Japan's Liberal Democratic Party In Search Of Answers


(MENAFN- Asia Times) After a delay, the Liberal Democratic Party (LDP) committee tasked with conducting a post-mortem analysis of the party's poor performance in the July upper house elections delivered its report to a general meeting of LDP lawmakers on Tuesday, September 2.

The committee essentially sought to answer three questions, and, in doing so, perhaps offered an implicit answer to the biggest question facing the LDP.

The report first answers the question,“What went wrong in July?” To this question, it gives these answers.

  • First, the Ishiba government, its approval ratings underwater since last year's general election, sapped the LDP's strength.
  • Second, the LDP failed at what the report describes as the party's core electoral strategy, winning the support of at least 80% of its own supporters and taking a sizable share of independents.
  • Third, the party lost the votes of young voters and at least some conservative voters who had supported the party in the past.

The report's next question –“Why did this happen?” – may be more interesting. The report provides nine answers to this question, and, while Prime Minister Shigeru Ishiba is not personally blamed anywhere, arguably responsibility for eight of the nine causes can be laid at the feet of the prime minister.

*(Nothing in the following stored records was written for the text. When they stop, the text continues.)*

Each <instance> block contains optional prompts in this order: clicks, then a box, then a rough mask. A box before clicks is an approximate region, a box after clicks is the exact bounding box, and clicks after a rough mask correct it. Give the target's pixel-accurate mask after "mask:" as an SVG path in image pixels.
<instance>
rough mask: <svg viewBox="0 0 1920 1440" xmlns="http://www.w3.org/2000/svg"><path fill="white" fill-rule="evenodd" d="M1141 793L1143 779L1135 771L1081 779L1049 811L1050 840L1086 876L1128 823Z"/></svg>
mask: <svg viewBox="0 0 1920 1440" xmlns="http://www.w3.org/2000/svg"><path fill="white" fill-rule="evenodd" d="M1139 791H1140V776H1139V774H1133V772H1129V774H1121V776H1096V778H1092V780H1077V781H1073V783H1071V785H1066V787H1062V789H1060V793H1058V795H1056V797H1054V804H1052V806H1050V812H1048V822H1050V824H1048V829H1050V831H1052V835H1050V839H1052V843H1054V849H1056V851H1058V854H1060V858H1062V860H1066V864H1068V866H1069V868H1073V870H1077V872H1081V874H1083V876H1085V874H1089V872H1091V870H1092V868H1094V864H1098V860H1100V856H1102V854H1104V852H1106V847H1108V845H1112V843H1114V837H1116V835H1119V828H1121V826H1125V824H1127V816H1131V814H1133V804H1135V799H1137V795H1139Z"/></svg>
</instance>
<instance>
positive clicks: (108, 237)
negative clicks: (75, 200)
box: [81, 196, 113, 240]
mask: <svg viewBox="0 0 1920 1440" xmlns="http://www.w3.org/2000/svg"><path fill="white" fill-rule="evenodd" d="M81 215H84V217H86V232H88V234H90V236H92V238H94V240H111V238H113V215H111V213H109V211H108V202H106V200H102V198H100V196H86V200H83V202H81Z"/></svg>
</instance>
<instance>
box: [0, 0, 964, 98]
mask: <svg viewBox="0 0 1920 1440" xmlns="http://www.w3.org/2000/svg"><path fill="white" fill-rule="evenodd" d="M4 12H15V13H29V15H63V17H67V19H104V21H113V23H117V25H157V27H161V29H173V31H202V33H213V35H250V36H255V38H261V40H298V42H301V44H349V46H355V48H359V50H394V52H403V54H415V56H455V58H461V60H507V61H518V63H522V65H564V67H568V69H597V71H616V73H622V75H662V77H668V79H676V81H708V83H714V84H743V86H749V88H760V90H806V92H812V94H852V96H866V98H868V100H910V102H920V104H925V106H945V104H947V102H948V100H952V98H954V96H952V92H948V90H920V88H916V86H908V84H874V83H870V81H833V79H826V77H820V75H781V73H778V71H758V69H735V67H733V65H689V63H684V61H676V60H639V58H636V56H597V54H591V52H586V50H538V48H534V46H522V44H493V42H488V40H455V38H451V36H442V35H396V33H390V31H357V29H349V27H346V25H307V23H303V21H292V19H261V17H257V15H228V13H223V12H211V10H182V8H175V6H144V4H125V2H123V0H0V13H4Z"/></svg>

The one exception may be the loss of trust due to political corruption, responsibility for which centered mainly on the former Abe faction and predated Ishiba's elevation to the party presidency. Of the remaining eight, the report is damning, pointing to:

  • policy missteps, especially the failure to appreciate economic hardships and cost-of-living issues;
  • a lack of political vision, noting the government's and party's failures to make clear what the party stands for both in response to its 2024 general election defeat and the public's broader feeling of stagnation, particularly among young voters and conservative voters; and
  • communication failures, including not making more efforts to listen to voters, a careless remark by an upper house member about a natural disaster during the campaign and a communications infrastructure grossly inadequate for the contemporary information environment, noting both the party's failure to use social media effectively to propagate its messages and its inability to combat misinformation and disinformation.